In a perfect world, software can be created or purchased that meets all of your requirements. In the world I live in, this is frequently not the case. Often we do not have sufficient time or money to build out against all of the requirements. Likewise, we usually cannot find a software package that meets all of our requirements.
In these cases, we need to decide which requirements are the most important, and which we are willing to do without. Having a formal process for prioritization of requirements can reduce the drama of decision making after it is determined that all requirements cannot be met. Prioritizing requirements is easier when you aren’t already in the position of knowing that you have to compromise. Having a formal process and prioritizing requirements before you know whether they will be able to be satisfied is easier, because it allows the exercise to be “hypothetical”, and therefore objective. It can take some of the “politics” and turf battles out of the decision making domain, because there is less personally at stake in the hypothetical.
So if we agree that we need to prioritize our requirements, and we want to do this before we have a shortfall, how would we do it?
There are any number of possible ways but in reality, it comes down to value. How much, what kind, and who gets it. So let’s talk about a valuation process.
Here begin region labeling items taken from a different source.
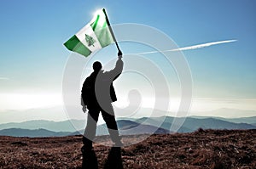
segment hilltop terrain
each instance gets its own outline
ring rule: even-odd
[[[124,136],[132,142],[145,135]],[[154,134],[121,148],[124,168],[256,168],[256,130],[203,130]],[[81,168],[81,136],[0,137],[0,168]],[[108,142],[108,136],[96,139]],[[110,147],[94,144],[99,168]]]

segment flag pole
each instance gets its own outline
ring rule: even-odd
[[[108,24],[108,27],[109,27],[109,31],[110,31],[110,33],[111,33],[111,35],[112,35],[112,37],[113,37],[113,40],[114,41],[115,45],[116,45],[116,47],[117,47],[117,48],[118,48],[118,50],[119,50],[119,53],[122,53],[121,50],[120,50],[120,48],[119,48],[119,44],[118,44],[118,42],[117,42],[117,41],[116,41],[116,38],[115,38],[115,37],[114,37],[114,34],[113,34],[113,31],[112,27],[111,27],[111,25],[110,25],[110,22],[109,22],[109,20],[108,20],[108,15],[107,15],[107,13],[106,13],[105,8],[103,8],[103,13],[104,13],[104,14],[105,14],[105,16],[106,16],[107,24]]]

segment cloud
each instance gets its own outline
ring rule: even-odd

Requirements are there because they add some kind of business value. You can’t know how much value until you know how that value is realized, or what kind of value it is.
So lets define the kinds of value you have:
1) Continuation ( I need this to stay in business, to “keep the lights on”, to survive.) These requirements are essential, but they do not have positive value, that is realized when the project is complete. They are liabilities, because not meeting them is a negative result of the project. They can be represented by a portion of the business that is lost because the requirement is not met.
2) Growth – (I need this to grow my business) These requirements are represented by the present value of future growth. While i can’t predict how much I will grow, I can project this, and I can reflect the value of the requirement as a limit on this growth – without satisfying this requirement, I can only acheive 20% of this growth (so the requirement is valued at 80% of the projected growth). Recognize that this can’t really work, because I can have 5 requirements with the same value adding up to 400% of the value of the growth, so you can normalize to the total value of the growth.
3) Cost Savings – (I need this to reduce my operational cost) These requirements are represented by the present value of future cost savings. Each requirements is tied to a valued bucket of savings, and is valued as a fraction of that savings. Without satisfying this requirements I can only save X, Normalize the same as growth requirements.
4) Risk Reduction – risk reduction requirements are realized when you don’t spend or lose money because of some problem that happened. Valuing these is difficult, because they are like an insurance policy. How do you decide how much insurance you need? How do you decide how much you should pay to cover the potential loss? If my annual losses cost millions, this is easy to value, if your losses are small, but the potential is high from a single event, then the value is more difficult to predict. But in the end, they cannot be valued at more than the business is worth. Each requirement then can be valued as a portion of the total loss that you are insuring.
Now lets talk about how to represent this value in a score:
We have a number that is the score for each requirement, we have the value types, so at the minimum, we can total each type, and represent each requirement in proportion to its value type. We must prioritize the value types. How to do this is less scientific. We can look at the total value for each type, but that may not reflect the relative priority or management’s desire. So we can adjust these. Maybe for this project, growth is the top priority. Maybe cost savings. This really is a decision, the requirements and their valuations do not tell us the answer. Decide. You must arrive at a relative weight of these value types.